Coordination and Cooperation
- Operational cooperation between competent authorities seems sound.
- However, coordination of strategies, particularly within the law enforcement sphere, does not seem sufficiently developed.
Private Sector Awareness
- The banking sector presented a relatively better understanding of risk compared to other sectors.
- Even in the banking sector, the understanding differed, and financial institutions did not commonly go beyond NRA conclusions for their own sectors when discussing risk.
Exemptions and Simplified Measures
- Exemptions and instances where simplified measures are permitted are based on FATF Standards rather than being justified by the findings of the NRA.
Financial Intelligence Unit (FIU)
- The FIU has access to a very broad range of information and can request additional information from all reporting entities.

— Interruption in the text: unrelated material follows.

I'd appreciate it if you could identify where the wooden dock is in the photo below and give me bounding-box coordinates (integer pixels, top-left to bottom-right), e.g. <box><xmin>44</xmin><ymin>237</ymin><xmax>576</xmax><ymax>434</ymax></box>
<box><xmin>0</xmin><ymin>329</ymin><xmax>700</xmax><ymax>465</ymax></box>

- It has in place advanced processes for the operational and strategic analysis of information and disseminates useful intelligence to law enforcement authorities.
Suspicious Transaction Reports (STRs)
- The quality of STRs has improved, but reporting entities may be overlooking certain suspicious transactions and/or business activities due to potential overreliance on typologies and pre-defined indicators issued by the FIU.
Availability of Information
- Information that is subject to financial secrecy is available to law enforcement authorities under the Criminal Procedure Code (when it is required in relation to a suspect or an accused person) and the Law on Operational Intelligence Activities (without any limitation relative to a suspect or an accused).
Use of Intelligence
- There is little evidence that intelligence, whether generated by the FIU or LE operative units, is used to a great extent to identify ML and conduct financial investigations.
Convictions for Money Laundering
- LEAs do not routinely conduct proactive parallel financial investigations, which limits the potential for identifying ML cases.
- Only one autonomous ML conviction was achieved in the period under review, and even there, the judiciary appears to have based its ruling on the admission that the predicate offence had been committed.
Seizure and Confiscation of Criminal Proceeds
- Armenia does not appear to pursue the seizure and confiscation of criminal proceeds, instrumentalities, and property of equivalent value as a key part of its AML/CFT strategy.